The plaintiff's complaint alleges that the Borough acted arbitrarily and took GEC's property without compensation. Specifically, the plaintiff alleges that the denial of GEC's application to undertake construction, the Borough's denial of GEC's application for a conditional use permit, and the enactment of Ordinance 92-3, each effectuated an unconstitutional taking. GEC also alleges that violations of substantive due process occurred when the defendants denied the 1987 Application and the 1992 Application. Finally, GEC avers that the defendants conspired, inter alia, to take its property without procedural due process of law when they failed to give the plaintiff proper notice of the bases for the Council's actions.
II) STANDARD FOR MOTION TO DISMISS
Under Fed. R. Civ. P. 12(b)(1), a party to a lawsuit may make a Motion to Dismiss for "lack of jurisdiction over the subject matter[.]"
A case is properly dismissed pursuant to Rule 12(b)(1) "where the alleged claim under the Constitution . . . clearly appears to be immaterial and made solely for the purpose of obtaining jurisdiction or where such a claim is wholly insubstantial and frivolous." Bell v. Hood, 327 U.S. 678, 682, 90 L. Ed. 939, 66 S. Ct. 773 (1946), quoted in Growth Horizons, Inc. v. Delaware County, Pennsylvania, 983 F.2d 1277, 1280 (3d Cir. 1993). Thus, dismissal for a lack of jurisdiction is proper where the right claimed has been "foreclosed by prior decisions of the Court." Growth Horizons, 983 F.2d at 1280 (citations omitted). In deciding such a motion, the court is "not limited to the face of the pleadings." Taylor, 983 F.2d at 1290, citing Armstrong World Industries, Inc. v. Adams, 961 F.2d 405, 410, n.10 (3d Cir. 1992)). "Rather, as long as the parties are given an opportunity to contest the existence of federal jurisdiction, the court 'may inquire, by affidavits or otherwise, into the facts as they exist.'" Armstrong, 961 F.2d at 410 n.10, quoting Land v. Dollar, 330 U.S. 731, 735 n.4, 91 L. Ed. 1209, 67 S. Ct. 1009 (1947). Moreover, unlike a motion made under Rule 12(b)(6), "the court is 'free to weigh the evidence and satisfy itself as to the existence of its power to hear the case.'" Boyle v. Governor's Veterans Outreach & Assistance Center, 925 F.2d 71, 74 (3d Cir. 1991), quoting Mortensen v. First Federal Savings and Loan Association, 549 F.2d 884, 891 (3d Cir. 1977).

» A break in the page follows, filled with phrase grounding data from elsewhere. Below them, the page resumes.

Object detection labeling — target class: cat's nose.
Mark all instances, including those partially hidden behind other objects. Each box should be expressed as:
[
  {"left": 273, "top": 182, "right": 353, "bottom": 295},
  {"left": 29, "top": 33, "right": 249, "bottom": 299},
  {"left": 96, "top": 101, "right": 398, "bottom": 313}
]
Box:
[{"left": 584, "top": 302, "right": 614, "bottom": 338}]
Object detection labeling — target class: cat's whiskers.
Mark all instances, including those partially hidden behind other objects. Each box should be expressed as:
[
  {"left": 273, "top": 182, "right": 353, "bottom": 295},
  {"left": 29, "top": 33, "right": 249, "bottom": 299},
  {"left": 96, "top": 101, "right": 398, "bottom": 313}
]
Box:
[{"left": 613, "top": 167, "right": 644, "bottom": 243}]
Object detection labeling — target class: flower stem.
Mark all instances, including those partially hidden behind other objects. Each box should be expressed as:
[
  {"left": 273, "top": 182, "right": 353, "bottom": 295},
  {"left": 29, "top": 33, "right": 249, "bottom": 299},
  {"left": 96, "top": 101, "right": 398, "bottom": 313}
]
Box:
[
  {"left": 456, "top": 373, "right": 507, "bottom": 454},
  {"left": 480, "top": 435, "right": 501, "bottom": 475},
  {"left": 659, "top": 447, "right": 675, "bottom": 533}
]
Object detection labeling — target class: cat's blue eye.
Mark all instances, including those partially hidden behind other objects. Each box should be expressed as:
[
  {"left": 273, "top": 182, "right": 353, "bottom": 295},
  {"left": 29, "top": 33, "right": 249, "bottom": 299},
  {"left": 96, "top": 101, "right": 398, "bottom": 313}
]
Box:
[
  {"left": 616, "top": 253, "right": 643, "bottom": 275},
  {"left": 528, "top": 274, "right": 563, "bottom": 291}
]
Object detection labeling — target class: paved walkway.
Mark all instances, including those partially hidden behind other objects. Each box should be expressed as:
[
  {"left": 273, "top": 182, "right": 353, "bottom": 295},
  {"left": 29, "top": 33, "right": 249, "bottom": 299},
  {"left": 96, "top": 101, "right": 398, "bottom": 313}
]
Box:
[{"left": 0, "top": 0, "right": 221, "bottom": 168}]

As the Third Circuit Court of Appeals recently noted, "ripeness is 'peculiarly a question of timing.'" Taylor, 983 F.2d at 1290 (quoting Thomas v. Union Carbide Agricultural Products Co., 473 U.S. 568, 580, 87 L. Ed. 2d 409, 105 S. Ct. 3325 (1985)). "The doctrine is essentially viewed as a prudential offshoot of the case or controversy requirement under Article III of the Constitution." Binker v. Commonwealth of Pennsylvania, 977 F.2d 738, 753 (3d Cir. 1992). It has also, however, been characterized as a "prudential limitation on federal jurisdiction." Taylor, 983 F.2d at 1290 (citations omitted). Regardless of which interpretation is more appropriate, it is clear that the primary issue that ripeness doctrine addresses is when a proper party may bring an action. See Armstrong, 961 F.2d at 411.